The Levenshtein (edit) distance is a string metric to measure the
difference between two strings/sequences s1 and s2.
It’s defined as the minimum number of insertions, deletions or
substitutions required to transform s1 into s2.
This implementation supports the usage of different weights for
Insertion/Deletion/Substitution. The uniform Levenshtein distance refers to weights=(1,1,1)
and the Indel distance refers to weights=(1,1,2). All other weights are referred to
as generic Levenshtein distance.
Calculates the minimum number of insertions, deletions, and substitutions
required to change one sequence into the other according to Levenshtein with custom
costs for insertion, deletion and substitution
Parameters:
s1 (Sequence[Hashable]) – First string to compare.

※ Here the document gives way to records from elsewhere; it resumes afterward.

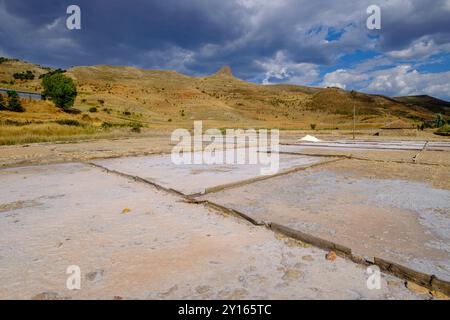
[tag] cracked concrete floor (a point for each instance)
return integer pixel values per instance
(133, 241)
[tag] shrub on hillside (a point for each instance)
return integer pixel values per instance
(136, 127)
(28, 75)
(60, 89)
(69, 122)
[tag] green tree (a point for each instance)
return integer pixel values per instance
(440, 121)
(2, 103)
(60, 89)
(14, 102)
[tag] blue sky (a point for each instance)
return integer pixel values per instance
(317, 43)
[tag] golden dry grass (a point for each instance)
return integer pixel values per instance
(167, 99)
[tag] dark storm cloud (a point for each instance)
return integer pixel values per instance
(285, 40)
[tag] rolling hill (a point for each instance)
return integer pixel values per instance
(160, 98)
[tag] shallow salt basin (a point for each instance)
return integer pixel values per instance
(55, 216)
(403, 221)
(197, 178)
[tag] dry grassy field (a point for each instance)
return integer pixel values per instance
(126, 101)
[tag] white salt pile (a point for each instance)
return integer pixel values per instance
(309, 138)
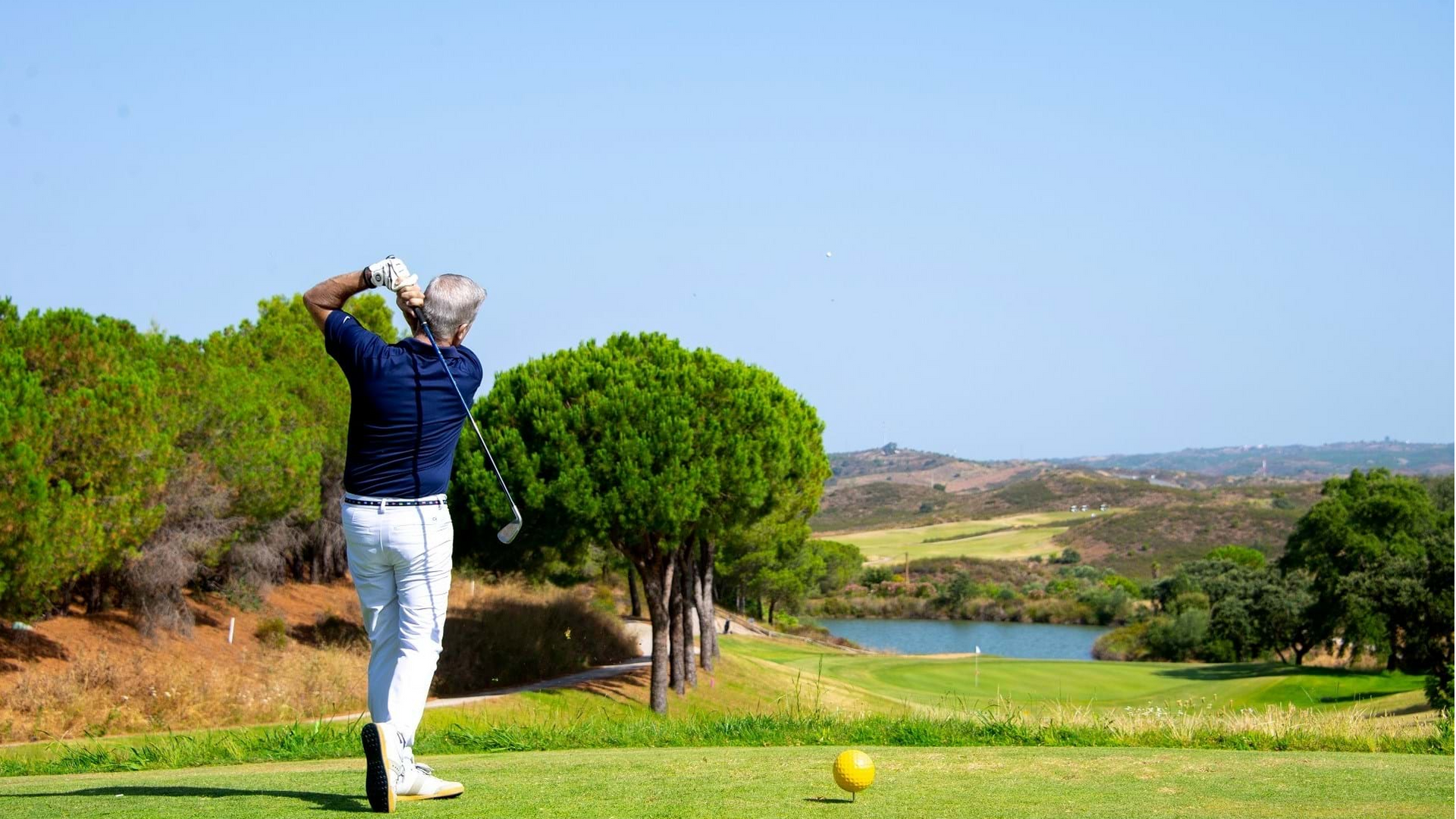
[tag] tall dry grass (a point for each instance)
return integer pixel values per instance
(503, 634)
(107, 692)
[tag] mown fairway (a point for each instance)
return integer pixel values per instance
(940, 681)
(1011, 537)
(759, 783)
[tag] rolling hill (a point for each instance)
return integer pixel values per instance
(1171, 506)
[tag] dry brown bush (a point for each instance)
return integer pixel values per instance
(102, 692)
(196, 523)
(511, 634)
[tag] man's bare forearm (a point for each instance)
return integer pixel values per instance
(331, 295)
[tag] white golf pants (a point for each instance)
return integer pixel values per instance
(400, 557)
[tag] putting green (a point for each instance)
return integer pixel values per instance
(930, 681)
(759, 783)
(1011, 537)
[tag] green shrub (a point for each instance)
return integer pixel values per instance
(1440, 689)
(1239, 556)
(1177, 639)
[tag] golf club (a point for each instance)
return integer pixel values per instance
(514, 526)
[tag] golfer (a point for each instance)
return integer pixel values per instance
(403, 423)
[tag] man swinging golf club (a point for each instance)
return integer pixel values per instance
(405, 417)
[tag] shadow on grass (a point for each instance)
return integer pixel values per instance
(321, 800)
(1245, 670)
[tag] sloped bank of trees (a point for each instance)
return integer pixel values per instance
(667, 455)
(137, 464)
(1369, 572)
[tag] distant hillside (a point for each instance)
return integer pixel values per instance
(1298, 463)
(908, 500)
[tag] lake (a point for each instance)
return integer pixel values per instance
(1028, 640)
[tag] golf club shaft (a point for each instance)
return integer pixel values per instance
(468, 414)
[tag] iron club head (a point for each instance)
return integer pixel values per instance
(513, 528)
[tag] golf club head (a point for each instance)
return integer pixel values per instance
(513, 528)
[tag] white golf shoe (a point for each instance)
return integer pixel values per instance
(386, 765)
(419, 781)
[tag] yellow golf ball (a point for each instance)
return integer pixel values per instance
(854, 771)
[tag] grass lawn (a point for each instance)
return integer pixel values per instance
(937, 681)
(1011, 537)
(761, 783)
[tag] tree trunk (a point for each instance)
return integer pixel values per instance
(637, 602)
(657, 579)
(707, 621)
(674, 632)
(688, 579)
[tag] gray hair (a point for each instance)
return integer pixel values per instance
(452, 300)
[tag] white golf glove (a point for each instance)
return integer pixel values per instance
(391, 273)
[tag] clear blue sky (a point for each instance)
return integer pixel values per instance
(1057, 228)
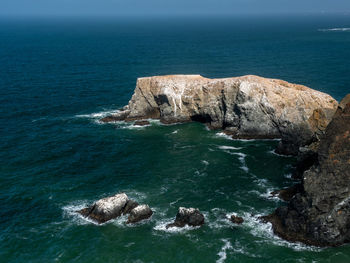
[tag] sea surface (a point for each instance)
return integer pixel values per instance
(58, 76)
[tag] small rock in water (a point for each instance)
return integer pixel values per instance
(139, 213)
(142, 123)
(130, 205)
(109, 208)
(236, 219)
(187, 216)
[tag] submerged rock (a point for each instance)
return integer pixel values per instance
(320, 214)
(187, 216)
(139, 213)
(287, 194)
(106, 209)
(246, 107)
(142, 123)
(130, 205)
(111, 207)
(236, 219)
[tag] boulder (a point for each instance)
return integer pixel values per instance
(130, 205)
(236, 219)
(287, 194)
(139, 213)
(187, 216)
(245, 107)
(142, 123)
(109, 208)
(320, 214)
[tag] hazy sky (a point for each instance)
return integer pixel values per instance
(166, 7)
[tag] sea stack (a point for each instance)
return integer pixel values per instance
(187, 216)
(320, 213)
(114, 206)
(248, 107)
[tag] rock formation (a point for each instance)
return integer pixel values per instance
(112, 207)
(244, 107)
(139, 213)
(320, 213)
(187, 216)
(236, 219)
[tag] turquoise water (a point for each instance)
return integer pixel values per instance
(57, 77)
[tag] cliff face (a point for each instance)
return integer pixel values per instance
(320, 214)
(245, 107)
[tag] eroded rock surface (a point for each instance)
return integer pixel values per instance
(106, 209)
(112, 207)
(245, 107)
(320, 214)
(236, 219)
(187, 216)
(139, 213)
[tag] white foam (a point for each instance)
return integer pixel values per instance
(338, 29)
(224, 147)
(280, 155)
(100, 114)
(223, 135)
(222, 254)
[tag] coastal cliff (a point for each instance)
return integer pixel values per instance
(320, 213)
(246, 107)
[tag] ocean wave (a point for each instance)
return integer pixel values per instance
(223, 135)
(222, 254)
(280, 155)
(337, 29)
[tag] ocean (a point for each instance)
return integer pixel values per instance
(58, 76)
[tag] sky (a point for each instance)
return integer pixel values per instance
(167, 7)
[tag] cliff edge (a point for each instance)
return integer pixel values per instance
(246, 107)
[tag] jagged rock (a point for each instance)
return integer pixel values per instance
(142, 123)
(130, 205)
(245, 107)
(139, 213)
(187, 216)
(236, 219)
(320, 215)
(287, 194)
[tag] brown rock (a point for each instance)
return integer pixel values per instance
(236, 219)
(320, 215)
(246, 107)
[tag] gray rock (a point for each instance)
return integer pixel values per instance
(187, 216)
(320, 214)
(139, 213)
(106, 209)
(245, 107)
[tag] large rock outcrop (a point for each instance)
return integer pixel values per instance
(245, 107)
(114, 206)
(187, 216)
(320, 213)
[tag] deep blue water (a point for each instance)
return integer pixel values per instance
(57, 76)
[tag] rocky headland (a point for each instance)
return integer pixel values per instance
(247, 107)
(310, 124)
(319, 212)
(112, 207)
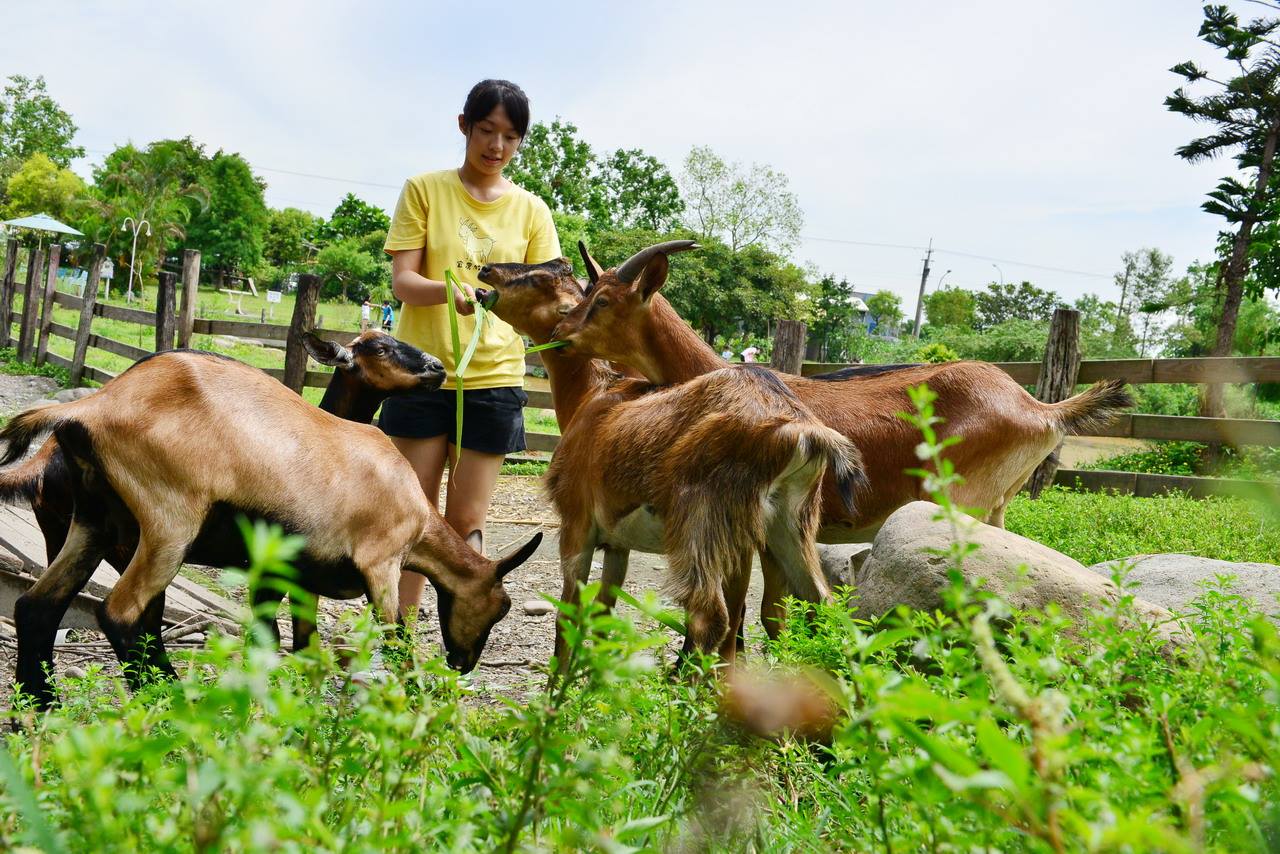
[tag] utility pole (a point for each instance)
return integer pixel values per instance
(924, 278)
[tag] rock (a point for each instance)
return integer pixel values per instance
(840, 563)
(538, 607)
(69, 394)
(1174, 580)
(901, 570)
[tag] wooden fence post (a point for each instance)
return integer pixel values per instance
(190, 287)
(10, 268)
(46, 306)
(30, 297)
(789, 346)
(82, 330)
(1059, 370)
(304, 319)
(165, 320)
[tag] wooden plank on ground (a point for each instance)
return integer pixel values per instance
(127, 315)
(542, 442)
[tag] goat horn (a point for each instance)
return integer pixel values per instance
(631, 268)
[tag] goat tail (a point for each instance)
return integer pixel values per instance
(842, 457)
(1092, 409)
(26, 427)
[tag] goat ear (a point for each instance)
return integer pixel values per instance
(327, 352)
(593, 270)
(653, 277)
(517, 557)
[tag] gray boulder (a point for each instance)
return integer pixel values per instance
(901, 570)
(1174, 580)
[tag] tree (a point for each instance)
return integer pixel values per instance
(1244, 112)
(347, 270)
(833, 315)
(1009, 301)
(160, 185)
(634, 190)
(229, 232)
(353, 218)
(741, 206)
(950, 307)
(886, 307)
(554, 165)
(40, 186)
(287, 236)
(31, 122)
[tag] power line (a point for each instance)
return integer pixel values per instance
(969, 255)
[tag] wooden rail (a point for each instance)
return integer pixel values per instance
(1130, 370)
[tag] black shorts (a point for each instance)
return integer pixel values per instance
(493, 419)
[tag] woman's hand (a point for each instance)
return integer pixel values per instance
(465, 300)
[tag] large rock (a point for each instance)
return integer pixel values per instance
(903, 570)
(1174, 580)
(840, 562)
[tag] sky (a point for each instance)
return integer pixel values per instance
(1024, 140)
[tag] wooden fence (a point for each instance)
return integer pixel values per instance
(174, 320)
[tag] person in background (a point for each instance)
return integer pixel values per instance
(462, 219)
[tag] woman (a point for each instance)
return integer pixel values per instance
(462, 219)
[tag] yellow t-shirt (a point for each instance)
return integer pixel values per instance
(458, 232)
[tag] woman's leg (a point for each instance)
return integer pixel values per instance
(426, 456)
(471, 484)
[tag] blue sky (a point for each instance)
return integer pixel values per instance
(1029, 133)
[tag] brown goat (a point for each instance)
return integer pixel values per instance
(1006, 432)
(705, 473)
(183, 443)
(366, 371)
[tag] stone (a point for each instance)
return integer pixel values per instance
(1174, 580)
(538, 607)
(840, 562)
(69, 394)
(901, 570)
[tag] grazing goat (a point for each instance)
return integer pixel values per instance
(705, 473)
(170, 452)
(366, 371)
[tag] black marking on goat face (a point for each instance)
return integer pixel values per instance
(460, 654)
(405, 356)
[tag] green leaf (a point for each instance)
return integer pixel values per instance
(1002, 752)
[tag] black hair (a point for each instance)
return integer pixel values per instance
(487, 95)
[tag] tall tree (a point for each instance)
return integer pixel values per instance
(950, 307)
(556, 165)
(353, 217)
(288, 232)
(40, 186)
(886, 307)
(31, 122)
(1008, 301)
(635, 190)
(1244, 112)
(231, 231)
(160, 185)
(741, 206)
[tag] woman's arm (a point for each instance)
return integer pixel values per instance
(412, 288)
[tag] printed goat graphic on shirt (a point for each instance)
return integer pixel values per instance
(476, 247)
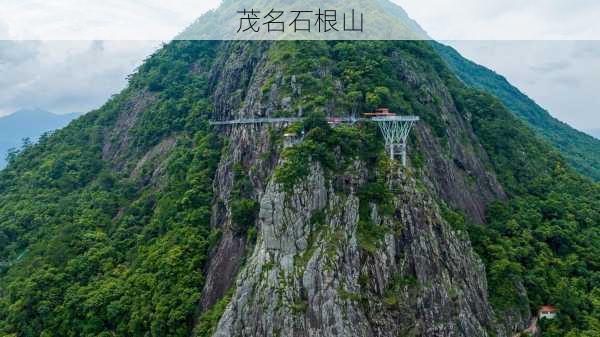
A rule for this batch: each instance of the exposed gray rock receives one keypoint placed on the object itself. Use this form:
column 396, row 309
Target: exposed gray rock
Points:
column 307, row 278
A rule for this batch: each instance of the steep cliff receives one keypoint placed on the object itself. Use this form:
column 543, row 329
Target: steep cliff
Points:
column 140, row 219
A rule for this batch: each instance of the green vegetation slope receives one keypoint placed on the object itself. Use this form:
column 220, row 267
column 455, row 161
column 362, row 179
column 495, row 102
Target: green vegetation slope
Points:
column 105, row 225
column 581, row 150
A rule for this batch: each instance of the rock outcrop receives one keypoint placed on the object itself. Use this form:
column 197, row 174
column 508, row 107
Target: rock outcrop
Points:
column 309, row 275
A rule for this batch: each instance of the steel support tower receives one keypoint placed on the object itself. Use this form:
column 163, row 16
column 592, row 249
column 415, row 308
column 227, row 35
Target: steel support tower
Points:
column 395, row 129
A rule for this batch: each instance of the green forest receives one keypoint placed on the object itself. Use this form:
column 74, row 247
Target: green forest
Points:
column 581, row 151
column 88, row 250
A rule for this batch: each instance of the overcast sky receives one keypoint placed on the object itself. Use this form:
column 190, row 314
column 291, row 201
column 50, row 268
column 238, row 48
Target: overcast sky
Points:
column 65, row 76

s2 (Sequence[Hashable]) – Second string to compare.
weights (tuple[int, int, int] or None, optional) – The weights for the three operations in the form
(insertion, deletion, substitution). Default is (1, 1, 1),
which gives all three operations a weight of 1.
processor (callable, optional) – Optional callable that is used to preprocess the strings before
comparing them. Default is None, which deactivates this behaviour.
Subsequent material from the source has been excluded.